Unlike some of his peers, Renault F1 Team managing director Flavio Briatore did not cut his teeth on motorsport’s nursery slopes — while others were fiddling with gear ratios he was developing acute business skills in the retail trade and admits he can’t necessarily tell the difference between an oil filter and a coffee filter. He does, however, understand how to assemble a winning team.
In the mid-1990s he was at the helm as Benetton evolved from a Formula One front-runner into a world title winner. And he has been the driving force since Renault bought out the Benetton team in 2001, prior to making a full- time F1 return the following season. Under Briatore, Renault began winning races in 2003 and captured back-to-back double world titles in 2005 and 2006.

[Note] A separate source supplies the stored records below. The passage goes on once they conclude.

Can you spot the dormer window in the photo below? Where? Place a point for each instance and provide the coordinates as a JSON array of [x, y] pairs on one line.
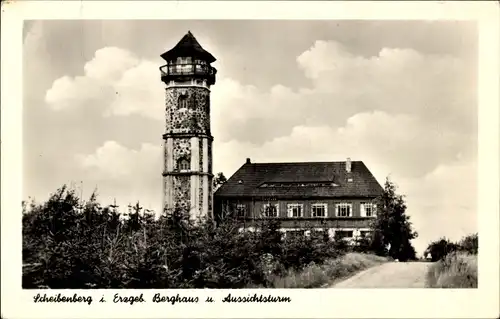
[[183, 164], [183, 102]]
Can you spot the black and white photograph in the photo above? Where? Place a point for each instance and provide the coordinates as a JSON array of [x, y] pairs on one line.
[[178, 154]]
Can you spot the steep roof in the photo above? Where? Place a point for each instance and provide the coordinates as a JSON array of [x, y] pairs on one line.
[[188, 46], [265, 179]]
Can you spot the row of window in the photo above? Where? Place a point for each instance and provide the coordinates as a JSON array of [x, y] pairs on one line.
[[333, 233], [317, 210]]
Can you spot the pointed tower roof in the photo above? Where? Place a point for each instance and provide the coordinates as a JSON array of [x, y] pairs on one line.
[[188, 46]]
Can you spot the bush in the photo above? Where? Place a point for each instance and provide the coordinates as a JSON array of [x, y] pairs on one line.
[[73, 244], [456, 270], [441, 248]]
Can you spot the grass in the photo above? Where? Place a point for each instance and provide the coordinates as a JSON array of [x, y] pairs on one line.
[[456, 270], [334, 270]]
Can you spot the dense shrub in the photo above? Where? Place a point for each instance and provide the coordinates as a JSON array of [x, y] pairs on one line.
[[69, 243], [439, 249], [456, 270]]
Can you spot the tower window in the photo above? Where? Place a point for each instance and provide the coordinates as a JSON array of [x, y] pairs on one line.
[[183, 164], [183, 102]]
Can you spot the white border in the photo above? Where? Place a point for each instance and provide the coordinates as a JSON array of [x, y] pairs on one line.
[[389, 303]]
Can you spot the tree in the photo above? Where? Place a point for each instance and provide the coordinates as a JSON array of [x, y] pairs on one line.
[[392, 227], [219, 180]]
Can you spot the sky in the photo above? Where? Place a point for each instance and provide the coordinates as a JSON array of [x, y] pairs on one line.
[[401, 96]]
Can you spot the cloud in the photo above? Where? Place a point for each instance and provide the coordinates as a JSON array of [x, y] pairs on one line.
[[114, 161], [433, 88], [114, 81], [400, 144]]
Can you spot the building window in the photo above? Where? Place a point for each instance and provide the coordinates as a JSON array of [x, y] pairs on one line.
[[344, 210], [270, 210], [241, 210], [318, 210], [183, 164], [295, 210], [368, 209], [344, 234], [183, 102]]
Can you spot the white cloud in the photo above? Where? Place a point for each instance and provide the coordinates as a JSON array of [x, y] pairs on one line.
[[114, 80], [114, 161]]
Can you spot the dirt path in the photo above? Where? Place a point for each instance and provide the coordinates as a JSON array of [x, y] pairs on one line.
[[389, 275]]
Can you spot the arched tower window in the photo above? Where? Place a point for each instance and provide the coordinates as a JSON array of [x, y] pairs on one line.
[[183, 164], [183, 102]]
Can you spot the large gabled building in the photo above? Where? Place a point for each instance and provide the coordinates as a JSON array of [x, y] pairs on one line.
[[338, 197]]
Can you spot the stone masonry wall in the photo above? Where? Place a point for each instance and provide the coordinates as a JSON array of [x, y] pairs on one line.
[[193, 119]]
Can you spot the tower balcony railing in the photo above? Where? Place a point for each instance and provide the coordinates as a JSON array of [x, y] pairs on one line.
[[175, 70]]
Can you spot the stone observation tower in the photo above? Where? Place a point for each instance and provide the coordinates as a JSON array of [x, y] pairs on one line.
[[187, 174]]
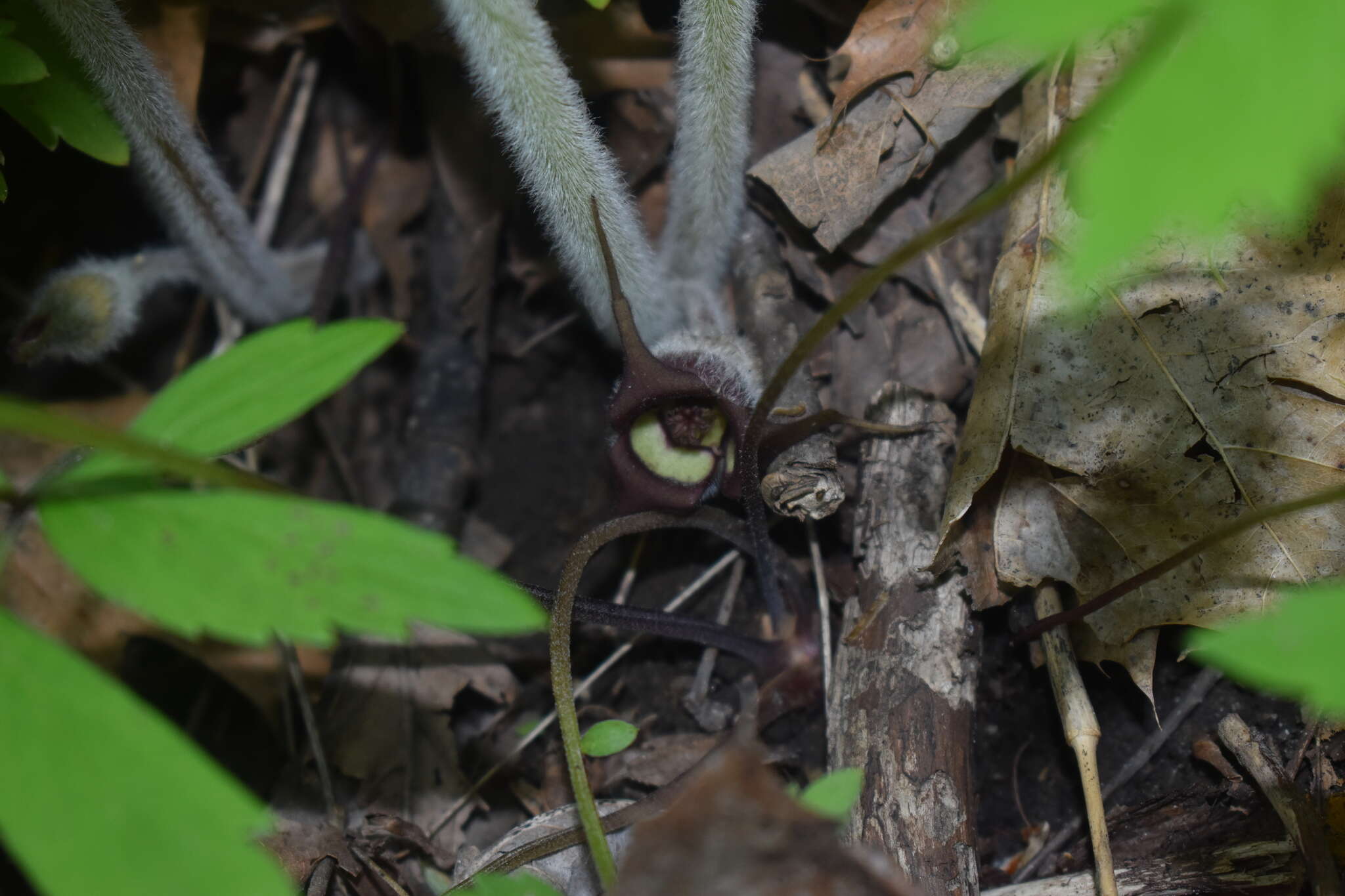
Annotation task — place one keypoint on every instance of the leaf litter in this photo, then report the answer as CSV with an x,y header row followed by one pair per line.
x,y
1200,386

“If you come in from the outside, you see things other people don’t,” he says. “A Formula One team is like any other company. You need the right structure and the right product. That product is the car and the engine, but I don’t think the product makes any difference if you are managing the company well. Success is about people and I think we are a human team. We do a job but we are not pretentious.
“There is not one person that makes the company do well, or do badly. A team has a heart and when those people understand their objective, and they are in the right structure, then they work well. A driver is the last act in the play, because he interprets and delivers everybody else’s work on the track.”
The effectiveness of Briatore’s methods can be gauged from the fact that, in an industry where money supposedly buys success, Renault is thought to lie only fifth in the spending stakes.
“Efficiency is the key,” says Briatore. “We know you have to prioritise and make the right decisions. If you have an unlimited budget, it can be like going into a restaurant where the menu is fantastic. So you have a bit of that, of bit of this, and end up with nothing. The way we work is like going shopping. You know what you want for dinner, so you buy the ingredients and get the result you want. You have made decisions and your effort is efficient.
“We are a good investment for sponsors: we spend less, which means we ask for less money than our competitors — but we are winning. In any business, that relationship makes sense.”